I just won 10 dollars from out chugging the bar tender and I found out that the baby aint mine in the last hour. I don't even care if l get laid tonight any more.
At least he's not married... I hate Halloween hookups
The lady next to me at the airport just baggage checked a six pack. She is now my hero.
You know it was a challenge blowing out the candles. It was hard to think of a wish, while drunk, with a concussion.
After seeing how much you are able to funnel in a night, I am 90% sure your blood is pure gin.
She asked the woman in the drive through to cover everything she ordered in mayonnaise, including here chilli cheese fries. Didn't happen. Then she started swerving at the car next to us screaming, asking if they had mayonnaise.

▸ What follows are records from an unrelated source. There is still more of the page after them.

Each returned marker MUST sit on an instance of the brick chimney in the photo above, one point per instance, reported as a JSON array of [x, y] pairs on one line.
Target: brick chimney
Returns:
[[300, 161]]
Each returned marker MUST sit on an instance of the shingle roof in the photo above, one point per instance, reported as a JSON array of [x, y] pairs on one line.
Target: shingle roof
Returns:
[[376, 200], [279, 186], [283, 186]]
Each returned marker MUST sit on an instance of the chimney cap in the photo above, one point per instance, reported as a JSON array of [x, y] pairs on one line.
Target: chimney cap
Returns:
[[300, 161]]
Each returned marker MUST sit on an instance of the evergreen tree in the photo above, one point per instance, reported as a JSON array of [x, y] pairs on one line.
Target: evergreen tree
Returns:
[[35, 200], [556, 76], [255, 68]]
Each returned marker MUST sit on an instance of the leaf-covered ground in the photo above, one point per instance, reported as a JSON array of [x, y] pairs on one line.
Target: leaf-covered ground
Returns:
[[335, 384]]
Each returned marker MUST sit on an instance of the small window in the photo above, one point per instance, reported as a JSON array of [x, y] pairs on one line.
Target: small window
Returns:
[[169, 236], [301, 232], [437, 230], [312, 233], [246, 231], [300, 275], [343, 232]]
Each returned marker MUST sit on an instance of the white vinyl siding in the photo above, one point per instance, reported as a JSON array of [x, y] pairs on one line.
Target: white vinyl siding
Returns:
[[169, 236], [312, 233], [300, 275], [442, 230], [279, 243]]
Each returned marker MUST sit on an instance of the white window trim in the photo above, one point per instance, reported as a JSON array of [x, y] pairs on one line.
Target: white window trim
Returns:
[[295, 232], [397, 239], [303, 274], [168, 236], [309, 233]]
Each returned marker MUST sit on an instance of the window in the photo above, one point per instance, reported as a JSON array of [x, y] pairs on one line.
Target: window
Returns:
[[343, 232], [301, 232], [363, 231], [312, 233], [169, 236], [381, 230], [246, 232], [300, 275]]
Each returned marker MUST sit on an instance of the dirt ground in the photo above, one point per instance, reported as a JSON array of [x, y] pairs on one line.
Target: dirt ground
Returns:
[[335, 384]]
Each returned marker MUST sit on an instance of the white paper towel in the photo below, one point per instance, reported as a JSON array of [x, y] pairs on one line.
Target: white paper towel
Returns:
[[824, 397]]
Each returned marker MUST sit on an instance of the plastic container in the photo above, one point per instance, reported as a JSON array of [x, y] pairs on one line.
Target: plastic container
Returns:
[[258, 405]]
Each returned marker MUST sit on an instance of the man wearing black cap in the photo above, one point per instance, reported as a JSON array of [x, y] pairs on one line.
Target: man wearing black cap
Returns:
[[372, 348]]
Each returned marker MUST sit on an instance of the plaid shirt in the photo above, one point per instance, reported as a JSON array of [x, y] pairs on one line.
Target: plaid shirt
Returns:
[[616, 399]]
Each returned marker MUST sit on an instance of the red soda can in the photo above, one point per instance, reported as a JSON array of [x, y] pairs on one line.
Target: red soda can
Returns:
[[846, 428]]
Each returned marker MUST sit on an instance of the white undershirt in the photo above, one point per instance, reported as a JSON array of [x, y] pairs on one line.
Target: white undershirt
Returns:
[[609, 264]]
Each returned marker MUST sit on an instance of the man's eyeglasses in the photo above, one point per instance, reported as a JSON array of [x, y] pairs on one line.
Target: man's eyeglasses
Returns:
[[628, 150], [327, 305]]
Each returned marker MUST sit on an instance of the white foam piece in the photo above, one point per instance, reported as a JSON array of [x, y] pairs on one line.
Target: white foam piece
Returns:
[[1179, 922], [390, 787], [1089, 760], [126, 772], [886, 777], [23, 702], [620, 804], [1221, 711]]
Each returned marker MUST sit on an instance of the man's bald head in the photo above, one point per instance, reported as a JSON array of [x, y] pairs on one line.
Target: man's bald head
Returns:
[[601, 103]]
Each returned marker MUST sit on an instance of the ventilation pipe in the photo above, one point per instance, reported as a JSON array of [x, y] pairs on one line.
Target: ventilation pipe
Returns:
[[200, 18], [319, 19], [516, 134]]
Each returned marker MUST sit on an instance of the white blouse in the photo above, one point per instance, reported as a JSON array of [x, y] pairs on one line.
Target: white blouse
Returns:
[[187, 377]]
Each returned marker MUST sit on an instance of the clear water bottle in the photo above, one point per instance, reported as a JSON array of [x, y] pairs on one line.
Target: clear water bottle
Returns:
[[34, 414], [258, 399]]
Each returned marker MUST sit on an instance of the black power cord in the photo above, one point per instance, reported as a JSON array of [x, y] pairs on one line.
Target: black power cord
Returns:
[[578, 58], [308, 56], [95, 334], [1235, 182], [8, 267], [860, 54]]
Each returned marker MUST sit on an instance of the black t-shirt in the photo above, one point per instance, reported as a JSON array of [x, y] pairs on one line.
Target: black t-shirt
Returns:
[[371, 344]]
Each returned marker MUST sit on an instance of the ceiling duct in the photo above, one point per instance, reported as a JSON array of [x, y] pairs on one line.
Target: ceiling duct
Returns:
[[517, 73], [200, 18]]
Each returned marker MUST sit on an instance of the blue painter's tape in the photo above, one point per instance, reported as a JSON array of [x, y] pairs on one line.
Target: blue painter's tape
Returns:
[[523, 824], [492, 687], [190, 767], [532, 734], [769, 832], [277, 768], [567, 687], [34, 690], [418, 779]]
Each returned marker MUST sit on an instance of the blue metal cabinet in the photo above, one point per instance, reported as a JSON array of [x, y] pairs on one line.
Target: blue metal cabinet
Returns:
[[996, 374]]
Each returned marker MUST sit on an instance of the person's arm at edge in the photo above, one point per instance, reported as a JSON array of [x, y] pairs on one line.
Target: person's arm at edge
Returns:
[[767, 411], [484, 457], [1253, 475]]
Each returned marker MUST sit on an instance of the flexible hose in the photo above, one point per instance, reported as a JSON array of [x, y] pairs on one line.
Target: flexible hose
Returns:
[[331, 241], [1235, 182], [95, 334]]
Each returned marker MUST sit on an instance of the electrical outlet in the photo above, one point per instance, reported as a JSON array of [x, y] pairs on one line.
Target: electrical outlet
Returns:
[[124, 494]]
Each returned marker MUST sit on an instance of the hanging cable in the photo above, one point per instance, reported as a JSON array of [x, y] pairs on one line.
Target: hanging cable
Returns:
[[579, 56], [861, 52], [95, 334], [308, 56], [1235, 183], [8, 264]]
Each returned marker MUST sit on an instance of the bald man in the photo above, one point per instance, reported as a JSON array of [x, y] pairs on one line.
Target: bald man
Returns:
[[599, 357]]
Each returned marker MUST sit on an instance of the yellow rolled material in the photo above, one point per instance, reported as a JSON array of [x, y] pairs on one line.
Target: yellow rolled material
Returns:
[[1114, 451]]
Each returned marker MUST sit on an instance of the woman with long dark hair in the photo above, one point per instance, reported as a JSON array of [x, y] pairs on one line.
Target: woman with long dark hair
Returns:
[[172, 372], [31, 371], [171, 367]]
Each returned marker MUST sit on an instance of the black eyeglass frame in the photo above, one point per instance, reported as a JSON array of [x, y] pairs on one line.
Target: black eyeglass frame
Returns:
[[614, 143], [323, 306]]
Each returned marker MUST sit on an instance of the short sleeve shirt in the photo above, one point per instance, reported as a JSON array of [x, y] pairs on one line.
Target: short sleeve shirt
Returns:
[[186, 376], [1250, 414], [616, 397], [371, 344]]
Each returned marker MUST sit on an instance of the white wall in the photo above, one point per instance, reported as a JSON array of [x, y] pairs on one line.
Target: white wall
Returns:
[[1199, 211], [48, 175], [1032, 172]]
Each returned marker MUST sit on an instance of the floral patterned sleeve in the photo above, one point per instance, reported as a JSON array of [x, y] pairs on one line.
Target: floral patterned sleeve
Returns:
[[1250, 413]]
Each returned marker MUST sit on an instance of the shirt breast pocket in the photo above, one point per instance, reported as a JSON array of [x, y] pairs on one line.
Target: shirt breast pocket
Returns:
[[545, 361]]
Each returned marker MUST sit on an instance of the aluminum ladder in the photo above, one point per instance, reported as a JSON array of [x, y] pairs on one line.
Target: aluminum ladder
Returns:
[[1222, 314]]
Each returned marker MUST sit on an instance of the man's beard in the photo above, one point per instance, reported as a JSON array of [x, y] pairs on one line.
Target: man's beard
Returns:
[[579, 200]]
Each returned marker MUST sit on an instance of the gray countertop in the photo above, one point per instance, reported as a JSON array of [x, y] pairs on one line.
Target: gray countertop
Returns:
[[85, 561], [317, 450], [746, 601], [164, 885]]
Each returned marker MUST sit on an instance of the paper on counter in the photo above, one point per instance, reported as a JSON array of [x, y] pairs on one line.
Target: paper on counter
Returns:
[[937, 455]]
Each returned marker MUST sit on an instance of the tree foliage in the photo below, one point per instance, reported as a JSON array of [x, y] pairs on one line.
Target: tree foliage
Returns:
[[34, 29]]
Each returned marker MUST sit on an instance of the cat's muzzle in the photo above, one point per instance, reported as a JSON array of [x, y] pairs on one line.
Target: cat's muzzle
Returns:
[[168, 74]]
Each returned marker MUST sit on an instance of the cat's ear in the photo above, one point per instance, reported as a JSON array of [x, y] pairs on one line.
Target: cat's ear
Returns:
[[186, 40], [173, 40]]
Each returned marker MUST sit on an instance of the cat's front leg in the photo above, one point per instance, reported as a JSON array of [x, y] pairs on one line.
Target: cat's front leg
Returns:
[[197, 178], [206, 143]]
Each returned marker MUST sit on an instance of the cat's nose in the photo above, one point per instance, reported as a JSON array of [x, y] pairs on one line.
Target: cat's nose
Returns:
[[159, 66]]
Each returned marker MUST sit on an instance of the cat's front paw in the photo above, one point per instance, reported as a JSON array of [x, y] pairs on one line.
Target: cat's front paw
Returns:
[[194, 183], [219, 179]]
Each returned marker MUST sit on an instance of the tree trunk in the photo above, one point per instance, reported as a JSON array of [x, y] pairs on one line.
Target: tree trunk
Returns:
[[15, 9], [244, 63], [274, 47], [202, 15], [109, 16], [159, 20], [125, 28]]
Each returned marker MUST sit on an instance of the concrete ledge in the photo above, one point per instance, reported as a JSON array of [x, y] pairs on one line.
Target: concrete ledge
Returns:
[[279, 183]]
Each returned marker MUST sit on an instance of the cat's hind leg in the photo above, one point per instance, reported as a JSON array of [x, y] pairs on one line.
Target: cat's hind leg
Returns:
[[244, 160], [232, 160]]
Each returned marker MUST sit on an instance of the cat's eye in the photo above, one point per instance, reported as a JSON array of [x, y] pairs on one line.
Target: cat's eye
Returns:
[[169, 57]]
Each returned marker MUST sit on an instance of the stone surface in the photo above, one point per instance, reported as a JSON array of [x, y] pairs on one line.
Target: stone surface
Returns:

My week is over as of 8pm tonight, and I'm herpes free...Let's rage
I have a kicked-out-of-multiple-bars level hangover today
I think my sunburn makes my ass look bigger
i made the walk of shame wearing her booty shorts that said juicy on the back. i'm still counting it as a good night
I didn't want sex last night, but she charmed my dick out of my pants like a snake charmer.
I came so hard my entire leg seized. Her blowjob gave me a Charlie horse.
He's petting your head, we need to leave now.